Regulierung
2026-08-18
Japan bittet KI-Firmen offenzulegen, womit sie trainiert haben. Wer Nein sagt, wird nicht bestraft.
Ein Expertengremium der japanischen Regierung zu geistigem Eigentum im Zeitalter der KI hat am 18. August den Entwurf eines Grundsatzkodex für Anbieter generativer KI im Wesentlichen gebilligt.
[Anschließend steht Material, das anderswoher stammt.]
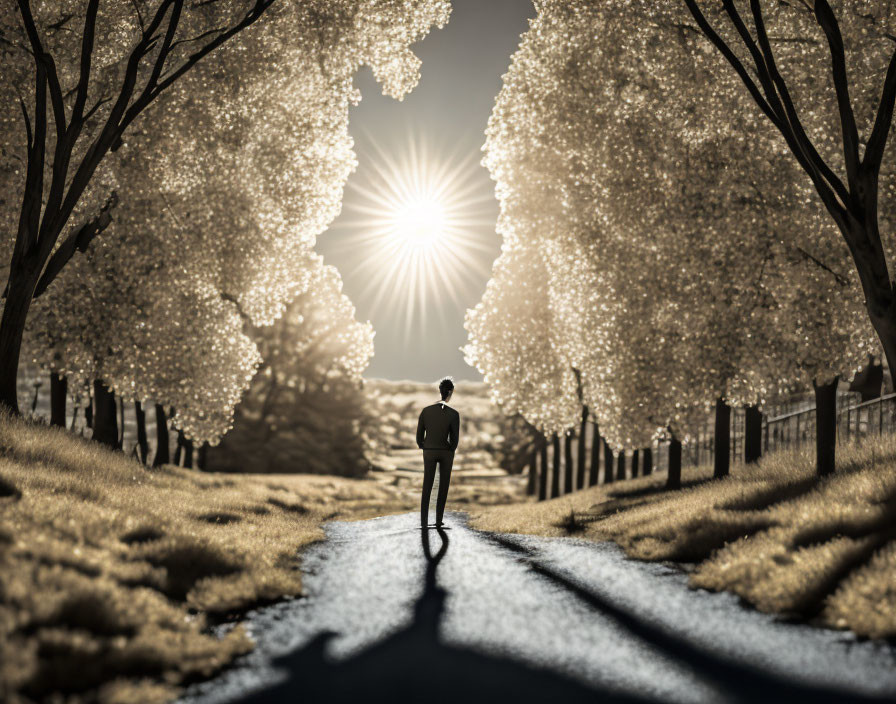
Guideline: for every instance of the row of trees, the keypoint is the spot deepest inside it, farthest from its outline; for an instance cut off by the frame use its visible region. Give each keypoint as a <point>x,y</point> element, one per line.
<point>166,168</point>
<point>575,463</point>
<point>664,253</point>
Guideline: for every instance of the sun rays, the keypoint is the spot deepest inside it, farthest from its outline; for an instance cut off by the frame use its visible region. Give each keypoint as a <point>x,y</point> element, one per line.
<point>418,227</point>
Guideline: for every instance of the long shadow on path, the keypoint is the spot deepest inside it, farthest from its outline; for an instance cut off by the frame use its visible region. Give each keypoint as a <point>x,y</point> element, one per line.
<point>413,665</point>
<point>738,681</point>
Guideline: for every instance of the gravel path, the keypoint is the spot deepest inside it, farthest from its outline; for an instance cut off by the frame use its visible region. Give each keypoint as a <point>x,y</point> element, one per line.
<point>396,614</point>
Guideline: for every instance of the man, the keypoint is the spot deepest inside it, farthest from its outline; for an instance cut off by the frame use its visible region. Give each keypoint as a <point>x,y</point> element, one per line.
<point>437,432</point>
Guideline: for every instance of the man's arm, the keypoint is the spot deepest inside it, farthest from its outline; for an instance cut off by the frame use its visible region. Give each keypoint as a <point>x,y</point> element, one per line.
<point>455,431</point>
<point>420,431</point>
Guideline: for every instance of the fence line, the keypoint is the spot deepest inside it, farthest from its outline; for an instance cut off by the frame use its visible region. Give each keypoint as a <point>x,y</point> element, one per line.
<point>795,428</point>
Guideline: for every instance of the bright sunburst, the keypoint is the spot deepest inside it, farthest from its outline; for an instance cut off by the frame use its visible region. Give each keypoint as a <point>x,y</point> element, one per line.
<point>417,224</point>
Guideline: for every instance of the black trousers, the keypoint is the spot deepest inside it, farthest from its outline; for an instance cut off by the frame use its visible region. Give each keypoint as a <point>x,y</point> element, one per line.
<point>444,459</point>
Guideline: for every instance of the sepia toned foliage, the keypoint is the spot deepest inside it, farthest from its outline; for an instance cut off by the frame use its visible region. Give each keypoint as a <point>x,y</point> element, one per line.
<point>219,197</point>
<point>304,409</point>
<point>688,259</point>
<point>239,167</point>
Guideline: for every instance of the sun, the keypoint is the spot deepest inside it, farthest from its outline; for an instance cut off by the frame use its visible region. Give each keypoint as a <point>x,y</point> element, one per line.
<point>420,224</point>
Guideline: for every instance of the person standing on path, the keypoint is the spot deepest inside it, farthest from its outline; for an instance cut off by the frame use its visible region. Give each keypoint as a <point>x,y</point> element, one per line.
<point>437,434</point>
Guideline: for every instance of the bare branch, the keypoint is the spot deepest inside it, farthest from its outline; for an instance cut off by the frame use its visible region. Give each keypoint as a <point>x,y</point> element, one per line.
<point>732,59</point>
<point>800,138</point>
<point>97,105</point>
<point>839,278</point>
<point>78,241</point>
<point>216,30</point>
<point>874,151</point>
<point>828,22</point>
<point>86,56</point>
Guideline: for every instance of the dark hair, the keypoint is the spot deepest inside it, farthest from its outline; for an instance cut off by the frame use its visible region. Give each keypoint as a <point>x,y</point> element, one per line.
<point>446,386</point>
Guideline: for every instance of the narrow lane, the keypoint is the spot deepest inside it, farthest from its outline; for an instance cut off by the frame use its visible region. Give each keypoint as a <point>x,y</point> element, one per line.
<point>395,614</point>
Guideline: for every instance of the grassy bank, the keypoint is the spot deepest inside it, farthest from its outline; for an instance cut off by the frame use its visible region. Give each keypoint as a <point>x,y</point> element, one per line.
<point>786,542</point>
<point>110,572</point>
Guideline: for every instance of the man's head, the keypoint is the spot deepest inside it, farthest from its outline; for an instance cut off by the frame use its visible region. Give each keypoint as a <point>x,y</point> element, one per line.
<point>446,388</point>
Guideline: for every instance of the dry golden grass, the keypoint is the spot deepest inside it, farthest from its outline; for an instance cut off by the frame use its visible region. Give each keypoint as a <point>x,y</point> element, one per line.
<point>773,533</point>
<point>110,572</point>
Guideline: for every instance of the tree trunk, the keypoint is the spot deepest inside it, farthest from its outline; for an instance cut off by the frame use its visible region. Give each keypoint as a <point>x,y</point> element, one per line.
<point>105,423</point>
<point>88,411</point>
<point>121,424</point>
<point>19,291</point>
<point>162,452</point>
<point>58,397</point>
<point>673,480</point>
<point>608,464</point>
<point>722,452</point>
<point>188,453</point>
<point>580,457</point>
<point>595,455</point>
<point>532,483</point>
<point>179,448</point>
<point>752,434</point>
<point>555,461</point>
<point>543,477</point>
<point>825,426</point>
<point>567,463</point>
<point>142,442</point>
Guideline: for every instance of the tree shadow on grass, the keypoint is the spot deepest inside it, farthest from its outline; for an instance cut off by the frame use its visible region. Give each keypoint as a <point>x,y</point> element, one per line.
<point>655,489</point>
<point>414,665</point>
<point>738,681</point>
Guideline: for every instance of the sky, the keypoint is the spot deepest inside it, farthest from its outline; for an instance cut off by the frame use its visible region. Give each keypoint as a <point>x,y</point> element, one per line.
<point>442,122</point>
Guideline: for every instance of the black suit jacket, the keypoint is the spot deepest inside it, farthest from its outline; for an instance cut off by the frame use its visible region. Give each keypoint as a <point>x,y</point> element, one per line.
<point>438,428</point>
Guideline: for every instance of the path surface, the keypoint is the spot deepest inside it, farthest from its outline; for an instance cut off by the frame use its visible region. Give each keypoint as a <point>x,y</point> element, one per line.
<point>396,614</point>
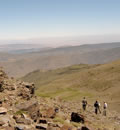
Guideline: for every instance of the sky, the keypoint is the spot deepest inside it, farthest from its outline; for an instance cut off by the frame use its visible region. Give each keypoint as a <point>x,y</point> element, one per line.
<point>84,21</point>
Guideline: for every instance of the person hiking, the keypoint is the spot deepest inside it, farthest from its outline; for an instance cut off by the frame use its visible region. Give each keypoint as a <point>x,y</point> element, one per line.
<point>104,108</point>
<point>99,107</point>
<point>84,103</point>
<point>96,105</point>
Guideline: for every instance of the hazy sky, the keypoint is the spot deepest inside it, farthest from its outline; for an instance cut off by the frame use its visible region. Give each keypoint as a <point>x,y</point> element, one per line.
<point>35,19</point>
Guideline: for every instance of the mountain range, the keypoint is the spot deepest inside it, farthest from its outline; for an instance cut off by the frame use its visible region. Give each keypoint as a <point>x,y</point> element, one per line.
<point>18,61</point>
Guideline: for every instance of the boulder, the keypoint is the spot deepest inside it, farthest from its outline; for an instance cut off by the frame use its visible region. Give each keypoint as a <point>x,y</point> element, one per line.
<point>77,117</point>
<point>32,107</point>
<point>3,110</point>
<point>85,128</point>
<point>50,113</point>
<point>22,120</point>
<point>41,126</point>
<point>66,127</point>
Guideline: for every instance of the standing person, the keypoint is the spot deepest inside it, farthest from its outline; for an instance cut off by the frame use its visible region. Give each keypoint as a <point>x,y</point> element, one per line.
<point>96,105</point>
<point>104,108</point>
<point>99,107</point>
<point>84,103</point>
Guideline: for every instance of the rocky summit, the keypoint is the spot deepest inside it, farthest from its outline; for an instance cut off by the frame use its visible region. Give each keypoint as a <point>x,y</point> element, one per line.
<point>20,109</point>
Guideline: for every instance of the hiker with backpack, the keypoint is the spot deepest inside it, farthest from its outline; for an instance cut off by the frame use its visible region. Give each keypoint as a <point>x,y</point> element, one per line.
<point>84,104</point>
<point>104,108</point>
<point>96,105</point>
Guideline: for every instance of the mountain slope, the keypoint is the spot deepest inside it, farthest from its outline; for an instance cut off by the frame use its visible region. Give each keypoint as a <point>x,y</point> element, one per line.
<point>72,83</point>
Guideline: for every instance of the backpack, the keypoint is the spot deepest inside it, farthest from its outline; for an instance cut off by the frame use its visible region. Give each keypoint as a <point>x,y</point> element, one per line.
<point>105,105</point>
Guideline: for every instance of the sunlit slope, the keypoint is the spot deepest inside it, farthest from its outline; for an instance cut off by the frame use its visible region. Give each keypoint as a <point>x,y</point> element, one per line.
<point>72,83</point>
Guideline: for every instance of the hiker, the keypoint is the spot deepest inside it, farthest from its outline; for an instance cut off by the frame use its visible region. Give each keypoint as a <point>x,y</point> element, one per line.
<point>84,103</point>
<point>96,105</point>
<point>99,107</point>
<point>104,108</point>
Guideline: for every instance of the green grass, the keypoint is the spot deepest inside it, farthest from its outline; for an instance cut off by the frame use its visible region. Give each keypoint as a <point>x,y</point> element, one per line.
<point>75,82</point>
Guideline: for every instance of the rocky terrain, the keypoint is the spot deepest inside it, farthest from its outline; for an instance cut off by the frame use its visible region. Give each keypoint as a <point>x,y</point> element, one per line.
<point>20,109</point>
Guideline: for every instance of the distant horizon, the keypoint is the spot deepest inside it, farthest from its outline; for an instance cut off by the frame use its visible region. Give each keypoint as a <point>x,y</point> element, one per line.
<point>65,41</point>
<point>43,21</point>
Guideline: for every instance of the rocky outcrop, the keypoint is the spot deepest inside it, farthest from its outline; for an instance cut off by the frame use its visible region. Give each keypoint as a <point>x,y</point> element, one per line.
<point>77,117</point>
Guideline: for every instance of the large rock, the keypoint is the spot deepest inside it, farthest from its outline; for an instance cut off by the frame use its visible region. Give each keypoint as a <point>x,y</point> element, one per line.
<point>3,110</point>
<point>50,113</point>
<point>32,107</point>
<point>77,117</point>
<point>26,90</point>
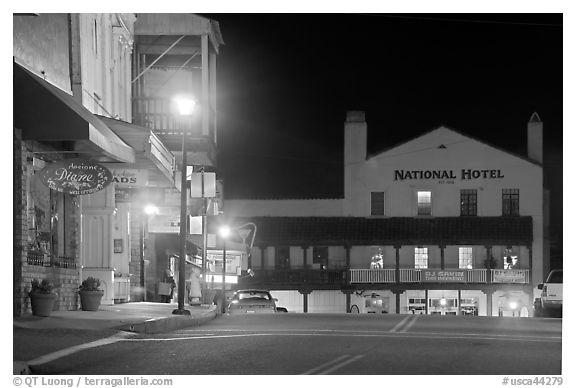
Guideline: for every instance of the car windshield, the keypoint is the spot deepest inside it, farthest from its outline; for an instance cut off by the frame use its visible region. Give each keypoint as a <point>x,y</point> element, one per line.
<point>555,277</point>
<point>253,295</point>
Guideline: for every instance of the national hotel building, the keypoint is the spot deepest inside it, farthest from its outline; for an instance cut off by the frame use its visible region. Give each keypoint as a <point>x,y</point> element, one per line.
<point>441,224</point>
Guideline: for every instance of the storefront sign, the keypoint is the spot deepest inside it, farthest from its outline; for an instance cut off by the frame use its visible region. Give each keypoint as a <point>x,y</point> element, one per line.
<point>75,176</point>
<point>129,177</point>
<point>464,174</point>
<point>509,276</point>
<point>433,275</point>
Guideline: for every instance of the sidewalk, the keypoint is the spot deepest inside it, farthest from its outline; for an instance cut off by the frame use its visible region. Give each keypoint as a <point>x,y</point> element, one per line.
<point>36,336</point>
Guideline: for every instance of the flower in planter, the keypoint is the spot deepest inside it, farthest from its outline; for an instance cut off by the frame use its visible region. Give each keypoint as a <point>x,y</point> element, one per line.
<point>42,287</point>
<point>90,284</point>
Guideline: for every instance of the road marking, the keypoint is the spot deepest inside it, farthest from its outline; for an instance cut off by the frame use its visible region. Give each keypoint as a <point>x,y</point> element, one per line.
<point>325,365</point>
<point>409,324</point>
<point>341,364</point>
<point>348,334</point>
<point>74,349</point>
<point>408,321</point>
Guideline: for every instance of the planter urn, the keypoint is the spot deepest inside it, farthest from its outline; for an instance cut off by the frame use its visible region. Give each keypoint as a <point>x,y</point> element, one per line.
<point>90,300</point>
<point>42,303</point>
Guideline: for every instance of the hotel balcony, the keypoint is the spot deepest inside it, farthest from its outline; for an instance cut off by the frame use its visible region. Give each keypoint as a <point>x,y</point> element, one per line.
<point>335,278</point>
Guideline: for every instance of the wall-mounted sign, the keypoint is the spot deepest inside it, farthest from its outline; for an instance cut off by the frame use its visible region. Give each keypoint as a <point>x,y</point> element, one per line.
<point>443,276</point>
<point>465,174</point>
<point>75,176</point>
<point>509,276</point>
<point>129,177</point>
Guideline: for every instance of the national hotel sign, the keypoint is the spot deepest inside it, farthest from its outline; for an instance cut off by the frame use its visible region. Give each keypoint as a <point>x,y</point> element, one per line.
<point>464,174</point>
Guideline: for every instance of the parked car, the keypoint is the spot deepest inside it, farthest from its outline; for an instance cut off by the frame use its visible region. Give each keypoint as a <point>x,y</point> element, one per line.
<point>551,297</point>
<point>252,302</point>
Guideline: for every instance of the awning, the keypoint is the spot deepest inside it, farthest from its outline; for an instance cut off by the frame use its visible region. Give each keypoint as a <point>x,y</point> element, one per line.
<point>46,113</point>
<point>151,154</point>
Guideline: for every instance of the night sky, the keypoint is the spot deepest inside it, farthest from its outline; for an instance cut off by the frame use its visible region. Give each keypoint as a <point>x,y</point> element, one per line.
<point>285,82</point>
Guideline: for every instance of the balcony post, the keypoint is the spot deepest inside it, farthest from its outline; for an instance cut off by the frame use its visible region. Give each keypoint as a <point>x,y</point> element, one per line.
<point>264,256</point>
<point>442,263</point>
<point>305,292</point>
<point>397,247</point>
<point>489,265</point>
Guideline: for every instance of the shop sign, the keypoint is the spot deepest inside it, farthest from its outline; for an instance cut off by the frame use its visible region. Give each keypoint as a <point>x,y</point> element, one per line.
<point>75,176</point>
<point>443,276</point>
<point>509,276</point>
<point>129,177</point>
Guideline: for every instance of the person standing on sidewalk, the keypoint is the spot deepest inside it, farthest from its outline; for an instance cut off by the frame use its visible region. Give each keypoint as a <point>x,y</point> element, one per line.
<point>166,287</point>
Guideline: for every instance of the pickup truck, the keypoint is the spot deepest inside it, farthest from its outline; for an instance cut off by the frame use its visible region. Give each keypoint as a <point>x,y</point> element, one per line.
<point>551,297</point>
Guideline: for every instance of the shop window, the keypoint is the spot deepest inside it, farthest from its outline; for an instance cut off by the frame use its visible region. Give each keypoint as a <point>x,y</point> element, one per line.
<point>468,202</point>
<point>510,202</point>
<point>52,235</point>
<point>465,258</point>
<point>420,257</point>
<point>377,259</point>
<point>424,203</point>
<point>282,258</point>
<point>320,256</point>
<point>377,203</point>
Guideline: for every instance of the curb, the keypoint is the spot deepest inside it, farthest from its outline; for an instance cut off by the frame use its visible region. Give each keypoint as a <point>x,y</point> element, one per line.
<point>151,326</point>
<point>164,324</point>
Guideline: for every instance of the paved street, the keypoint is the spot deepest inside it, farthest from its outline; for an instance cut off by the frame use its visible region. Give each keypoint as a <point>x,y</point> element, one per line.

Er verlangt von Unternehmen, öffentlich offenzulegen, mit welchen Daten sie ihre Modelle trainiert und wie sie diese Daten beschafft haben, Angaben zu Modellen und Trainingsprozess zu veröffentlichen und Maßnahmen zum Schutz geistiger Eigentumsrechte zu ergreifen. Der Kodex ist nicht verbindlich. Die Regierung will ihn nach dem Grundsatz Befolgen oder Erklären handhaben: Ein Unternehmen darf sich dagegen entscheiden, sofern es öffentlich begründet, warum. Der Entwurf stützt sich auf das im Mai 2025 verabschiedete japanische Gesetz zu KI-Technologien und entstand vor dem Hintergrund wachsender Sorge, dass Texte und Bilder ohne Zustimmung der Rechteinhaber für das Training genutzt werden und die Ergebnisse Urheberrechte verletzen könnten.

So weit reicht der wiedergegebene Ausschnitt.